Lange Staus bis zum Parkhaus, wie sie Pendler auf Facebook beschreiben, sind ihm dabei keine aufgefallen. Verena Lindner hingegen machte andere Erfahrungen: Sie passierte die Stelle um 7.15 und gegen 16.30 Uhr.

„Am Montag war der Verkehr in beiden Richtungen am stärksten. Ein Problem ist auch der Rückstau in der Wolfik-Straße bis hinter den Kreisverkehr. Es muss jedoch eine Umstellung bei der Ampel gegeben haben – seit vorletzten Dienstag ist der Stau nicht mehr so schlimm“, fällt ihr auf. Ihre längste Wartedauer lag am Montagabend bei vier Minuten.

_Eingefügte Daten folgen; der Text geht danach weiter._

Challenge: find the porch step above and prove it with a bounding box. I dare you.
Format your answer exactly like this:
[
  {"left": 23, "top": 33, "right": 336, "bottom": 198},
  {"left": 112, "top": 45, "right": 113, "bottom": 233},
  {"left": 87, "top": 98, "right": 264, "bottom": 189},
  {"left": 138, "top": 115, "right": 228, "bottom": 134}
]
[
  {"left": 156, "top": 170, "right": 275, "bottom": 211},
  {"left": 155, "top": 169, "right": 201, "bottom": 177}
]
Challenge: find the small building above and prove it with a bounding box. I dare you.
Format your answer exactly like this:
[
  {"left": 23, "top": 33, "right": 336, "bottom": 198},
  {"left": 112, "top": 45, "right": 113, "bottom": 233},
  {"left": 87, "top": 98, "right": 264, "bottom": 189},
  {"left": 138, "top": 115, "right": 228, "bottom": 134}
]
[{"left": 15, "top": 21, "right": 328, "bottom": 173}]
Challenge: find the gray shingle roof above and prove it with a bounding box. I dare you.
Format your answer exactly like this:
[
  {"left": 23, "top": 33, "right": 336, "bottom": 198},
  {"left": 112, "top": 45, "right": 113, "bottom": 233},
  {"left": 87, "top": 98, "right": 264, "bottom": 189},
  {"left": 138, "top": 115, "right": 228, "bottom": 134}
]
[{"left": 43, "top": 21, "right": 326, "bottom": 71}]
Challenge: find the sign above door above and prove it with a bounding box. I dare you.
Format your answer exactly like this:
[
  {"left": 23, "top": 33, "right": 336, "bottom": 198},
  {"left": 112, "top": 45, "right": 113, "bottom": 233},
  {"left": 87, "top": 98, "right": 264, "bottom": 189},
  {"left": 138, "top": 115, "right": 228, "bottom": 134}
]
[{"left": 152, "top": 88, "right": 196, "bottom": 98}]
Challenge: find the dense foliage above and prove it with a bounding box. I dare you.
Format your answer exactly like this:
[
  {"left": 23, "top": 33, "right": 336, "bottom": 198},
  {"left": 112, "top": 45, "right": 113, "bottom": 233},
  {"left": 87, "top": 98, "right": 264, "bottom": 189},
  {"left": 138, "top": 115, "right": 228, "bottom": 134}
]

Rückstau soll entschärft werden

SP-Stadtchef Helmut Laab bestätigt Lindners Verdacht: Am vorletzten Montagnachmittag wurde die Situation vor der Ampel gemeinsam mit den Profis der Straßenmeisterei mehrere Stunden beobachtet und Veränderungen an den Einstellungen vorgenommen. Auch in den Morgenstunden beobachtete man den Verkehr genau. „Mit der neuen Einstellung ist es möglich, dass zu starken Zeiten bis zu 22 Autos – je nach der Menge der Rechtsabbieger – über die Ampel kommen. Das ist eine schöne Menge“, findet Laab.

Bald soll auch der Rückstau in der Wolfik-Straße entschärft werden. Trotz aller Kritik ist Laab von der Ampel überzeugt: „Die Kreuzung ist weitaus sicherer als vorher“, macht er klar.